Apati and Saheed also corroborates this claim.
According to them, the fire service arrived too late to the scene, as the locals had already extinguished most of the fires.
However, they also blamed it to the impassable situation of the community’s roads.
In its defence, the city’s emergency management authority, said that it “stopped the fire at about 3 a.m., in a combined effort of the LASEMA Response Team, the Lagos State and Federal Fire Services.”
Waning hopes amid govt neglect
Our correspondent witnessed some ongoing reconstructions on the lands that formerly housed the burned buildings.

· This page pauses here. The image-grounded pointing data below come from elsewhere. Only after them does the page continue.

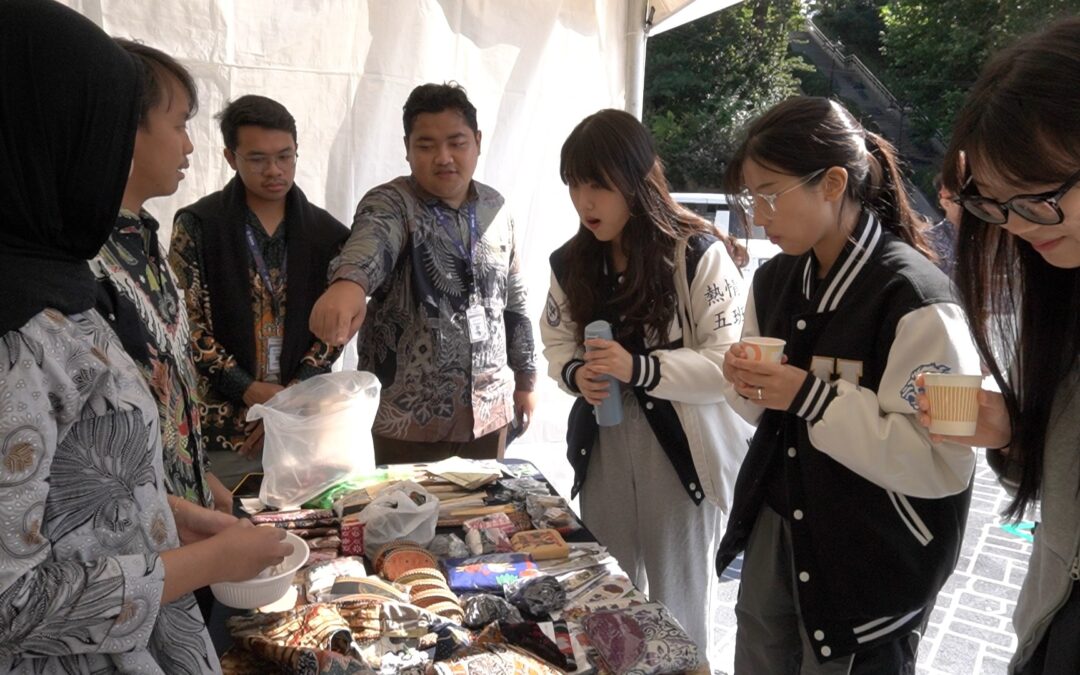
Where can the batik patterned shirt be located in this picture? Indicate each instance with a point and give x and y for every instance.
(410, 252)
(223, 380)
(83, 511)
(139, 298)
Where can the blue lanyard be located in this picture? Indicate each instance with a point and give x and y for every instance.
(264, 271)
(469, 253)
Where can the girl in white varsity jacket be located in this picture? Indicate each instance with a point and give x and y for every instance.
(642, 489)
(1018, 274)
(850, 516)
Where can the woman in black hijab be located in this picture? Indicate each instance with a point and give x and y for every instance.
(92, 575)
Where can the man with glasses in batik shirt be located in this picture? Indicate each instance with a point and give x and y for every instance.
(250, 331)
(445, 331)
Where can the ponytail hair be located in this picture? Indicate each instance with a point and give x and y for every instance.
(802, 134)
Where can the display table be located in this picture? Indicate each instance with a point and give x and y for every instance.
(401, 613)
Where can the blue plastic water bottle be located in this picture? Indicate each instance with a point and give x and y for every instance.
(609, 410)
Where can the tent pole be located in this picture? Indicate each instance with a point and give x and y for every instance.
(638, 18)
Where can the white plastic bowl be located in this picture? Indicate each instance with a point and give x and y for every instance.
(262, 591)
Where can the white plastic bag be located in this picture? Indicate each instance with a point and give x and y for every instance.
(318, 433)
(402, 511)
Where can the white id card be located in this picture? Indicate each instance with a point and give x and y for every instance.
(477, 323)
(273, 355)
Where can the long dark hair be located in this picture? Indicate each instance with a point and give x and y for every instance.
(1021, 122)
(802, 134)
(611, 148)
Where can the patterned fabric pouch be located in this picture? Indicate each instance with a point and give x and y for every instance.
(487, 574)
(640, 640)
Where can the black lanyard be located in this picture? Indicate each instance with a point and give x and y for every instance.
(260, 266)
(468, 251)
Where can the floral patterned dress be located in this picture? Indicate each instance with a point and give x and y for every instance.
(83, 511)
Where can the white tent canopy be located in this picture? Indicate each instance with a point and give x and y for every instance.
(343, 68)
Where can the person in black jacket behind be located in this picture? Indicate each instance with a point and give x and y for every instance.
(252, 259)
(850, 516)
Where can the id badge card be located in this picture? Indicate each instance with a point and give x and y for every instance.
(477, 324)
(273, 355)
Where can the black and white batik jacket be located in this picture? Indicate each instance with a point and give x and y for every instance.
(876, 510)
(663, 372)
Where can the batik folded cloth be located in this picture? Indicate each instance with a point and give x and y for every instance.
(484, 608)
(497, 521)
(313, 638)
(488, 574)
(528, 636)
(495, 658)
(491, 540)
(537, 596)
(640, 640)
(320, 578)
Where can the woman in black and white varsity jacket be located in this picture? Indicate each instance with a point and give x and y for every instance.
(642, 493)
(851, 518)
(1014, 163)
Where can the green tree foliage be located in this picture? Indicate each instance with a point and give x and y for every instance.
(703, 81)
(855, 23)
(934, 49)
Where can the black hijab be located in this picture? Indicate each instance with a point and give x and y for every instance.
(68, 116)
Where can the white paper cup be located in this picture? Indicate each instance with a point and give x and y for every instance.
(764, 349)
(954, 402)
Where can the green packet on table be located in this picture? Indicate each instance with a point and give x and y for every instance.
(352, 484)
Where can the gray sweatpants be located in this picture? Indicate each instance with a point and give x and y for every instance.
(636, 505)
(770, 636)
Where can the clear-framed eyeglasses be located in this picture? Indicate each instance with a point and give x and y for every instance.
(1042, 208)
(767, 202)
(261, 162)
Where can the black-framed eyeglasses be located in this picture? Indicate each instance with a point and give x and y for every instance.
(261, 162)
(1043, 208)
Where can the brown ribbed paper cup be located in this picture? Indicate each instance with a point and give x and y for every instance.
(764, 349)
(954, 403)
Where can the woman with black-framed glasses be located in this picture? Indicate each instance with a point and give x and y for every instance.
(1014, 157)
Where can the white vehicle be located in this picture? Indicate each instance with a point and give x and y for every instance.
(714, 206)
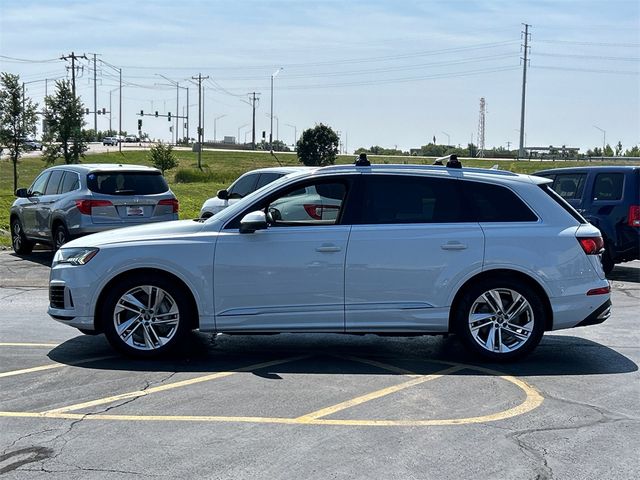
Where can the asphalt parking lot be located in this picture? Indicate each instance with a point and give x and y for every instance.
(314, 406)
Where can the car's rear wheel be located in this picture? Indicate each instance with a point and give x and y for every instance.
(21, 245)
(146, 316)
(60, 236)
(500, 319)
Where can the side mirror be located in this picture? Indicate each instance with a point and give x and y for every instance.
(253, 221)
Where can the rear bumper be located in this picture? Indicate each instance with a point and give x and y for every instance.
(600, 315)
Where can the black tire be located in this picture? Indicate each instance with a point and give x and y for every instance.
(60, 236)
(516, 336)
(142, 332)
(21, 245)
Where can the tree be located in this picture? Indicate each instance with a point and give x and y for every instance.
(17, 119)
(318, 146)
(608, 151)
(619, 149)
(162, 157)
(64, 119)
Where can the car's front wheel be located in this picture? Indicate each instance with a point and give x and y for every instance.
(146, 316)
(500, 319)
(21, 245)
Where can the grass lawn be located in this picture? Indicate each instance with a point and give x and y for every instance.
(224, 167)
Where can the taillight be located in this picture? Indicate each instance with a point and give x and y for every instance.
(171, 201)
(600, 291)
(85, 206)
(591, 245)
(634, 216)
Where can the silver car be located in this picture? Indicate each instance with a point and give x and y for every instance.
(69, 201)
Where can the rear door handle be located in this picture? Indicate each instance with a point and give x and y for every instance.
(328, 248)
(453, 246)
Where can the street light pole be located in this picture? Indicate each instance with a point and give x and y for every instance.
(604, 137)
(273, 75)
(295, 133)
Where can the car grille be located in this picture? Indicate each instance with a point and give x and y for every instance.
(56, 296)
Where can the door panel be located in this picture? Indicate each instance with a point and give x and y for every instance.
(281, 279)
(399, 277)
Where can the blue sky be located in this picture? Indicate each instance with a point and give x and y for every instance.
(381, 72)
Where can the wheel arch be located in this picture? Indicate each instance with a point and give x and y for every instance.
(195, 321)
(511, 275)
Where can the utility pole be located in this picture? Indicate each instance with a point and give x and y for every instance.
(73, 58)
(253, 101)
(199, 78)
(524, 85)
(95, 100)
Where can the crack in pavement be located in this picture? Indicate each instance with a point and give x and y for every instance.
(71, 426)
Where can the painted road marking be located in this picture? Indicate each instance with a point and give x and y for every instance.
(170, 386)
(373, 395)
(533, 400)
(52, 366)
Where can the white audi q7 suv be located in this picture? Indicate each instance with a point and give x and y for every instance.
(496, 257)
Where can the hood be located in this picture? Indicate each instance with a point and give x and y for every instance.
(149, 232)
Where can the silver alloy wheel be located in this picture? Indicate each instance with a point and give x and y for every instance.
(146, 317)
(17, 236)
(501, 320)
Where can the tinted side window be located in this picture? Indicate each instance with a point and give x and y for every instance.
(396, 199)
(267, 178)
(54, 182)
(494, 203)
(243, 186)
(127, 183)
(320, 208)
(37, 187)
(569, 185)
(608, 186)
(70, 182)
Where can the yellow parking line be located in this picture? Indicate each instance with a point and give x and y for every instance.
(170, 386)
(373, 395)
(51, 366)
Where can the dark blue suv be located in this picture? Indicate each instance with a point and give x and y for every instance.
(609, 198)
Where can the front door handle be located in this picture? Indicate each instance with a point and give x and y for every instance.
(453, 246)
(328, 248)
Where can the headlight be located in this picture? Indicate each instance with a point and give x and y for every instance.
(74, 256)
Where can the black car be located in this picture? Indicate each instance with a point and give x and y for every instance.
(609, 198)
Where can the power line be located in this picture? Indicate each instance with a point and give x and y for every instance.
(590, 70)
(590, 44)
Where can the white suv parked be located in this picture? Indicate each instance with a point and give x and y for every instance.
(496, 257)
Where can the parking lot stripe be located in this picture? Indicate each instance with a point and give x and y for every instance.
(377, 394)
(51, 366)
(170, 386)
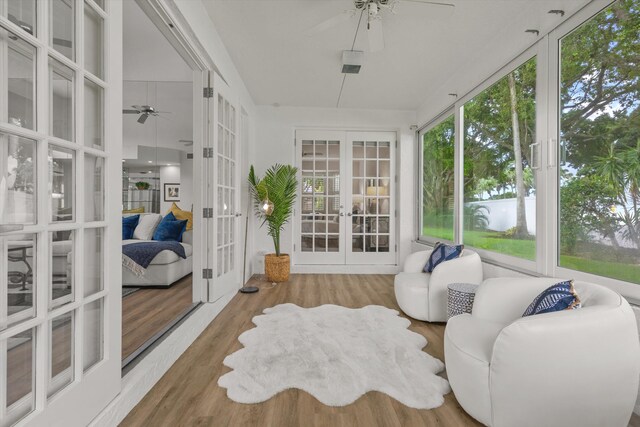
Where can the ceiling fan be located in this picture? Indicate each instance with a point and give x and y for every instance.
(145, 111)
(374, 9)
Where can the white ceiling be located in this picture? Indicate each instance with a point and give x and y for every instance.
(281, 65)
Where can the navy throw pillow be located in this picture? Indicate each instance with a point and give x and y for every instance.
(561, 296)
(170, 229)
(129, 224)
(442, 253)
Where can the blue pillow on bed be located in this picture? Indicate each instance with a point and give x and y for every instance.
(128, 225)
(170, 229)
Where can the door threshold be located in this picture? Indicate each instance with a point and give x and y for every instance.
(130, 361)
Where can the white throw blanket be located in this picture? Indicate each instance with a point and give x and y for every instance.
(336, 354)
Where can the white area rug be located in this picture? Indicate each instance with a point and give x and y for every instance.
(336, 354)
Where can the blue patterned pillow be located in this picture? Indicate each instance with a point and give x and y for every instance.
(129, 224)
(442, 253)
(170, 229)
(561, 296)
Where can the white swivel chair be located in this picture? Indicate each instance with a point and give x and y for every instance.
(423, 296)
(568, 368)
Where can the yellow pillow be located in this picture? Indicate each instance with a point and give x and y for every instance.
(182, 215)
(136, 210)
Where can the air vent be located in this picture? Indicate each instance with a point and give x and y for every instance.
(352, 61)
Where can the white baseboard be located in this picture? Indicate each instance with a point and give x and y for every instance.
(139, 381)
(345, 269)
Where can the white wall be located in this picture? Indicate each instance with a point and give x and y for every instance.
(275, 144)
(203, 28)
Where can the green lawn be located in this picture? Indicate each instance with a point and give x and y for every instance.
(493, 241)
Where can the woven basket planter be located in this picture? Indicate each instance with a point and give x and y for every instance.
(277, 268)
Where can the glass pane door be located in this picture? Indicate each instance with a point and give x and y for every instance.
(225, 202)
(370, 234)
(59, 300)
(320, 219)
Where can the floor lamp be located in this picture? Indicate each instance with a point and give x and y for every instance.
(246, 289)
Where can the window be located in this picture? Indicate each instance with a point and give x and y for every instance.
(499, 184)
(599, 173)
(438, 175)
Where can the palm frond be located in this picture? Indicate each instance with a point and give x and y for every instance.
(280, 185)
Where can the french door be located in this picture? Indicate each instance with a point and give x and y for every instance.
(60, 300)
(224, 239)
(346, 199)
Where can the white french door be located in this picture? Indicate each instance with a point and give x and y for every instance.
(224, 241)
(346, 199)
(60, 135)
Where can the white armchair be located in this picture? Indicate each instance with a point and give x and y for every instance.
(567, 368)
(423, 296)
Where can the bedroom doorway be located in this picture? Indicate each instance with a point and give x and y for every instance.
(159, 202)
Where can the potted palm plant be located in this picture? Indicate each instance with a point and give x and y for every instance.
(273, 199)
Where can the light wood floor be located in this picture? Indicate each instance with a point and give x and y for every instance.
(147, 311)
(188, 394)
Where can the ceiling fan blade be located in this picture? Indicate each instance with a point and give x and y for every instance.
(330, 23)
(375, 35)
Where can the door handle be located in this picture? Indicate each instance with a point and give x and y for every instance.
(9, 228)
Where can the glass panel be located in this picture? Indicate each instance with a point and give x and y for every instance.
(61, 183)
(20, 359)
(17, 180)
(61, 353)
(333, 243)
(62, 27)
(93, 188)
(371, 150)
(358, 168)
(93, 115)
(93, 260)
(18, 257)
(370, 244)
(61, 267)
(321, 149)
(23, 14)
(384, 150)
(19, 81)
(358, 150)
(220, 262)
(321, 243)
(499, 184)
(93, 35)
(333, 150)
(438, 180)
(61, 96)
(93, 341)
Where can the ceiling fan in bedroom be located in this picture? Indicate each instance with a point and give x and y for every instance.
(145, 111)
(374, 10)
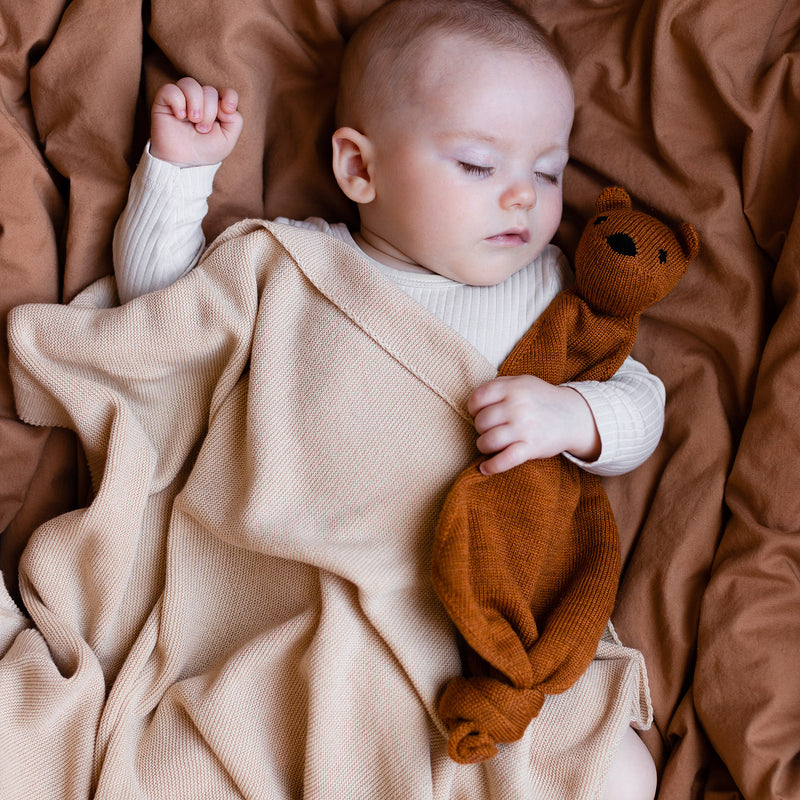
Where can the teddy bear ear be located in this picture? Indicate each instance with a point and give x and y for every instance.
(689, 240)
(612, 197)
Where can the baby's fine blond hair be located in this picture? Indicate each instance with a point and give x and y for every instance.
(381, 58)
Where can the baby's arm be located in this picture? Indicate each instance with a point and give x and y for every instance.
(159, 236)
(608, 428)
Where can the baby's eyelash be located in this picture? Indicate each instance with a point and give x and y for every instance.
(547, 177)
(475, 169)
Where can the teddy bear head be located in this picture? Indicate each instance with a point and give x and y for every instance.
(627, 260)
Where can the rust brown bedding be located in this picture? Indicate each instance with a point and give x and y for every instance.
(692, 106)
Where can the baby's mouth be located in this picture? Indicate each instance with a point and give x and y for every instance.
(513, 237)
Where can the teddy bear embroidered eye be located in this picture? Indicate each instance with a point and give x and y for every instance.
(526, 562)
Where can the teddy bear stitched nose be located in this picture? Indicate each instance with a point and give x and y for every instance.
(622, 243)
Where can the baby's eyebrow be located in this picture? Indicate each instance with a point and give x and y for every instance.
(471, 135)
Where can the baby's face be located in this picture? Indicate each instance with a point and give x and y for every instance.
(468, 174)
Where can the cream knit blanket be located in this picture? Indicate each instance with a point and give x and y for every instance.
(244, 610)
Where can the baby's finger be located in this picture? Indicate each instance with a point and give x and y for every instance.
(228, 101)
(496, 439)
(490, 417)
(193, 97)
(170, 98)
(210, 109)
(512, 456)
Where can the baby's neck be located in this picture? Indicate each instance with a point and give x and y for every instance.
(388, 258)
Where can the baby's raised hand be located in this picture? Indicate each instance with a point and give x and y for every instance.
(194, 125)
(521, 417)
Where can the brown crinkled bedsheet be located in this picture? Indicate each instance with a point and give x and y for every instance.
(692, 105)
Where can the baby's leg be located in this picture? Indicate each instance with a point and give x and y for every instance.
(632, 775)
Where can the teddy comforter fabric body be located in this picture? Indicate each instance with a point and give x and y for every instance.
(691, 105)
(248, 592)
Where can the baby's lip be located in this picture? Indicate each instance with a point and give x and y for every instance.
(511, 237)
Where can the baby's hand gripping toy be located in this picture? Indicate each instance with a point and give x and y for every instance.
(526, 562)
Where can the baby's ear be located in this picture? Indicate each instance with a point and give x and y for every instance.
(352, 154)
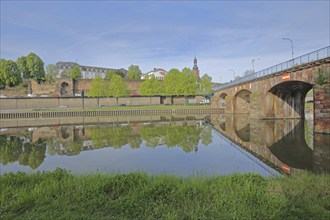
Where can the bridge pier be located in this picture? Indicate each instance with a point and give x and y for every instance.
(322, 108)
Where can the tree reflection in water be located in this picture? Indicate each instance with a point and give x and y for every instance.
(14, 149)
(67, 140)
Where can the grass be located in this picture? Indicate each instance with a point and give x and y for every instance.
(144, 107)
(62, 195)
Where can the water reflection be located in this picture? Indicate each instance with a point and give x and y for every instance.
(27, 146)
(288, 144)
(234, 143)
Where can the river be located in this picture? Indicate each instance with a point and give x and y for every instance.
(180, 145)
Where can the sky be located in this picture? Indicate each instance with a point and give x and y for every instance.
(225, 36)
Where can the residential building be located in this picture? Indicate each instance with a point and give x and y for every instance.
(158, 73)
(87, 72)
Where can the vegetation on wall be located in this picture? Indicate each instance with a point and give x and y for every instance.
(322, 76)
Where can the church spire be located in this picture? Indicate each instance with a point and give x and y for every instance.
(195, 68)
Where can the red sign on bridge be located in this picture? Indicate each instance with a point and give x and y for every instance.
(286, 76)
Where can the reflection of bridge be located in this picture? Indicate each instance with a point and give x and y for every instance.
(278, 143)
(280, 91)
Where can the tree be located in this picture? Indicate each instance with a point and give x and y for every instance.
(117, 87)
(150, 87)
(75, 72)
(9, 73)
(170, 82)
(98, 87)
(35, 67)
(51, 73)
(65, 74)
(23, 68)
(134, 73)
(205, 85)
(111, 73)
(322, 76)
(188, 84)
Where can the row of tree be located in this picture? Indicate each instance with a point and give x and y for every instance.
(26, 67)
(175, 83)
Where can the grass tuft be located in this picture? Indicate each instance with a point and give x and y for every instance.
(62, 195)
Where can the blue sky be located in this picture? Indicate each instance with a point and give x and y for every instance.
(165, 34)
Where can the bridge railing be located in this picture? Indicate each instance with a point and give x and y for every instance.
(310, 57)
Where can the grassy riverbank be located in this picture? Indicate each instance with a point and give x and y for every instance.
(142, 107)
(61, 195)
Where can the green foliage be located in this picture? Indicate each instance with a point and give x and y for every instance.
(205, 85)
(98, 87)
(51, 73)
(188, 84)
(65, 74)
(171, 82)
(9, 73)
(62, 195)
(111, 73)
(23, 67)
(134, 73)
(75, 72)
(180, 83)
(150, 87)
(322, 76)
(118, 87)
(35, 67)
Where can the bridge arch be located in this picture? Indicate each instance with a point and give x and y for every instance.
(241, 101)
(222, 100)
(287, 99)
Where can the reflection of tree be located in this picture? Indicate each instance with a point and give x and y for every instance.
(206, 135)
(14, 149)
(186, 137)
(135, 142)
(33, 155)
(10, 149)
(64, 132)
(113, 137)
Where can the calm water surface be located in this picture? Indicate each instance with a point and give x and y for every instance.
(216, 145)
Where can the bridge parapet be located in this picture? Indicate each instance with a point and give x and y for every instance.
(314, 56)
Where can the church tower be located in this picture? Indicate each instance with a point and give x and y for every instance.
(195, 69)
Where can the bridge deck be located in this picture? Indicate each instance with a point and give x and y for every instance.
(304, 59)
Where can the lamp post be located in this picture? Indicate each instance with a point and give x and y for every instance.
(284, 38)
(233, 72)
(253, 63)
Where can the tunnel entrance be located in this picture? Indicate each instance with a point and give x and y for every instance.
(241, 102)
(222, 101)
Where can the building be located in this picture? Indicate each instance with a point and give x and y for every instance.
(195, 69)
(158, 73)
(87, 72)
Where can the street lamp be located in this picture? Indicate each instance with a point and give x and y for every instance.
(284, 38)
(253, 63)
(233, 72)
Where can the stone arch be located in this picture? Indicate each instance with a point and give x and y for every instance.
(241, 101)
(222, 100)
(63, 89)
(287, 99)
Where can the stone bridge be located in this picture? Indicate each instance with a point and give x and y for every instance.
(278, 143)
(280, 91)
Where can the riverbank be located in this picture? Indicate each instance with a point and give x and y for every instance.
(62, 195)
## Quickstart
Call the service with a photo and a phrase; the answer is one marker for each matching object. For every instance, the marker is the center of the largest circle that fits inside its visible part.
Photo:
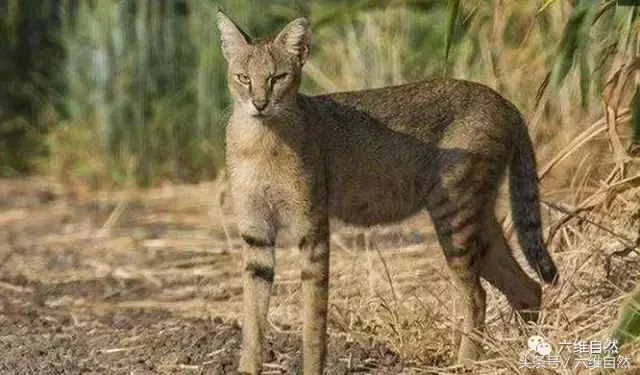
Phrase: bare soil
(147, 293)
(148, 282)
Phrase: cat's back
(410, 107)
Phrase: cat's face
(264, 76)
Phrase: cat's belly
(372, 200)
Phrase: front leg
(314, 248)
(258, 274)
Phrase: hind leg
(500, 269)
(457, 236)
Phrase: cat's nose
(260, 104)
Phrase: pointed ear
(294, 38)
(232, 38)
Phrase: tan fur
(372, 157)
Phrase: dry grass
(391, 288)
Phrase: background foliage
(133, 91)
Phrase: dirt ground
(149, 283)
(88, 285)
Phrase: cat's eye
(278, 78)
(245, 80)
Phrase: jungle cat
(372, 157)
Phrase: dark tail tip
(548, 272)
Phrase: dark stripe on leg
(260, 271)
(257, 242)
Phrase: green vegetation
(131, 92)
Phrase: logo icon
(539, 345)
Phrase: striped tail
(525, 206)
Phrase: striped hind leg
(500, 269)
(457, 230)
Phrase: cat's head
(264, 75)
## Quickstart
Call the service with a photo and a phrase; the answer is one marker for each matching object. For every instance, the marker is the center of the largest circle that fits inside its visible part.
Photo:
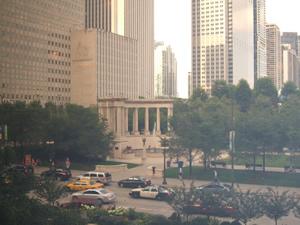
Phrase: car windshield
(142, 178)
(103, 191)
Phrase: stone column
(158, 132)
(147, 121)
(126, 121)
(170, 114)
(119, 121)
(136, 121)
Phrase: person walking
(68, 162)
(153, 171)
(180, 173)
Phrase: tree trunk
(254, 162)
(264, 161)
(190, 157)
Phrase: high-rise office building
(290, 64)
(222, 42)
(165, 75)
(291, 38)
(130, 19)
(35, 49)
(260, 49)
(274, 68)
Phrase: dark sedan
(134, 182)
(22, 168)
(58, 173)
(216, 186)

It was gathered that some of the landlords of those buildings are erecting new structures there. However, the previous residents have been forced to move on, despite having over eight months of unused and now un-refunded rent.
“Even the landlord did not ask us anything. They had collected our rents for the year, and after the house burned, they did not even say anything. They did not say anything. They just said that we should find out way,” Apati lamented.
They all explained that, immediately after the incident, the local government chairman allegedly promised to help them with relief funding and other resources. However, till date they are yet to receive any monetary support from the government.
According to the Programme Co-ordinator of Love Saves foundation – a major donor to the community, since the incident – Ms. Rose Amuzie, most of the locals have had to rely on charities to clothe or feed.
She explained that her foundation had been caring for some of these affected families, although there is only so much that can be done to help.